GSA Annual Meeting in Denver, Colorado, USA - 2016

Paper No. 27-5
Presentation Time: 9:10 AM

GARNET GEOCHRONOLOGY: IMPROVEMENTS AND APPLICATION IN HIMALAYAN RESEARCH (Invited Presentation)


SMIT, Matthijs A., Department of Earth, Ocean and Atmospheric Sciences, University of British Columbia, 2207 Main Mall, Vancouver, BC V6T 1Z4, Denmark, msmit@eos.ubc.ca

Garnet is one of the most important mineral targets for investigating tectonic and petrological processes in the lithosphere. The timing and conditions of garnet stabilization and growth mark central aspects to such investigation. Research on the tectonic evolution of the Himalaya-Tibet orogen and adjacent terranes is no different; studies on the deformed crust at all scales of research most often seek to determine this timing. Garnet chronology has great potential as a tool to unravel the complex history of this mountain belt. Nevertheless, it has not yet been widely applied. The main reasons for this are that garnet chronology is too laborious to do at large regional coverage, dissolution methods to avoid artefacts were not yet optimized, the required garnet sample size was large, and the systematics of the chronometers at high temperature were not yet well constrained. As a result, zircon and monazite chronology have for decades been the methods of choice and multi-component geochemical indicators are typically used to infer information about garnet stability.
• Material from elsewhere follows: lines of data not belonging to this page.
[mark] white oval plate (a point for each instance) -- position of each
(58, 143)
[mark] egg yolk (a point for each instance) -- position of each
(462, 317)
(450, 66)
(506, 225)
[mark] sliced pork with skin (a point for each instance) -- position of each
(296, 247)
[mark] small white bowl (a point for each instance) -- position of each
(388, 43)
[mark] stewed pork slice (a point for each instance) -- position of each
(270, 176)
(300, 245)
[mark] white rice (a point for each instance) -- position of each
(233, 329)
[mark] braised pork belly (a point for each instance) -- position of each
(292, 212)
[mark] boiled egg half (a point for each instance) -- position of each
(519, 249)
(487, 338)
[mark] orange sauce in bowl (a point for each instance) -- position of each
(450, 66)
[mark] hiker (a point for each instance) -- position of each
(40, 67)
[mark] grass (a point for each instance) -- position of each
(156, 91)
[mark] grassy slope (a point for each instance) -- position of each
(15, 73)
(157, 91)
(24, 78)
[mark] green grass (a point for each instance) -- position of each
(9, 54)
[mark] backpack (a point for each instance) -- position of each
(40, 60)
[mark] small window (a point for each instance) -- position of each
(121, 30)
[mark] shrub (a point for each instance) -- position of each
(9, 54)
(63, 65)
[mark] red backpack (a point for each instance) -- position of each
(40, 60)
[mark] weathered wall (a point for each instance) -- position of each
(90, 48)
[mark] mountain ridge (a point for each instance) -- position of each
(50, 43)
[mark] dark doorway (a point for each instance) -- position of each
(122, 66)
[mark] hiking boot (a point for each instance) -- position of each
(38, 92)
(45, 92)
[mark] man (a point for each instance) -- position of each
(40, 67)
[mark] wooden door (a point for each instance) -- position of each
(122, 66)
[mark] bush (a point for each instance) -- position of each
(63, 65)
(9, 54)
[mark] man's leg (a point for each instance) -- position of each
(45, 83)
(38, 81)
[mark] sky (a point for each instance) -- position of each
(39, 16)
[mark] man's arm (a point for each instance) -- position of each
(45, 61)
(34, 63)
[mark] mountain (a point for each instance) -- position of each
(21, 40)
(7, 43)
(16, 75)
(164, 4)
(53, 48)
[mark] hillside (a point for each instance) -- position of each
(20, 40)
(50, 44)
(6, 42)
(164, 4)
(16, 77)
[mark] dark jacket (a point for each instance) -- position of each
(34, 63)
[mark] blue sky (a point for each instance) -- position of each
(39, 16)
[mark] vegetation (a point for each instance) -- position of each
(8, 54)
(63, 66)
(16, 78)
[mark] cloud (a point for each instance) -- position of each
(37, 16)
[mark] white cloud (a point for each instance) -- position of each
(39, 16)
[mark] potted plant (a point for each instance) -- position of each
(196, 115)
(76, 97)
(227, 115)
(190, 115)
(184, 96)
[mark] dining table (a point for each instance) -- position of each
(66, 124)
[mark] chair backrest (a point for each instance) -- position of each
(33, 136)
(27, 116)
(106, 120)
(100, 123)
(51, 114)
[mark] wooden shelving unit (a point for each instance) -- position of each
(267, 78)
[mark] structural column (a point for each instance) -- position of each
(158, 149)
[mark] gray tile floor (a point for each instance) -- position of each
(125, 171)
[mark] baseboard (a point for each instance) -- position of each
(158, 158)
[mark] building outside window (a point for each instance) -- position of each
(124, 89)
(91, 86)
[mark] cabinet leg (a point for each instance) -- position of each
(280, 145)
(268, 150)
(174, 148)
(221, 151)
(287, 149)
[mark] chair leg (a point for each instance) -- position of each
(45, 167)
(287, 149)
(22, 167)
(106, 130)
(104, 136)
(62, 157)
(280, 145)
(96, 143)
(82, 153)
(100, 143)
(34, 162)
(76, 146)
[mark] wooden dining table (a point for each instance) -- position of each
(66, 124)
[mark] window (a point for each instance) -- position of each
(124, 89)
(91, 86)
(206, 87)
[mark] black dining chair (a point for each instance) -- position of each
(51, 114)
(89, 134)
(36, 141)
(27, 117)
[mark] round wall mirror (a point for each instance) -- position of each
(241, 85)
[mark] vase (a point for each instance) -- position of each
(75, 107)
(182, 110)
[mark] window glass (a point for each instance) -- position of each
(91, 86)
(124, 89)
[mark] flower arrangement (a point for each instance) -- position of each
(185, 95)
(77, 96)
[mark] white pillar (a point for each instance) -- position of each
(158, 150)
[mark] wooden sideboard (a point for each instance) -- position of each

In recent years, analytical advancements in selective garnet dissolution methods, chemical separation, and mass spectrometry have enabled high-precision garnet chronology (Lu-Hf, Sm-Nd) for increasingly smaller sample volumes. In addition, improved constraints on daughter-element diffusivity and empirical investigations into chronometric closure now enable robust age interpretation. At present, garnet chronology can be reliably done at precision levels of 0.5% or better with Lu-Hf and Sm-Nd methods, allowing precise age constraints on the timing, and even on the duration and progress, of garnet growth. When combined with modern P-T analysis, this approach yields supreme opportunities for investigating modern and ancient tectonics systems. In this contribution, we highlight some of the recent advances in garnet chronology and present newest findings from our garnet-based research in the High Himalaya and adjacent areas. Besides providing new insights into the tectonics of this complex Cenozoic mountain belt, the results yield new information on the duration of garnet growth in such systems, and the petro-chemical linkage between garnet and important chronometric minerals such zircon and monazite.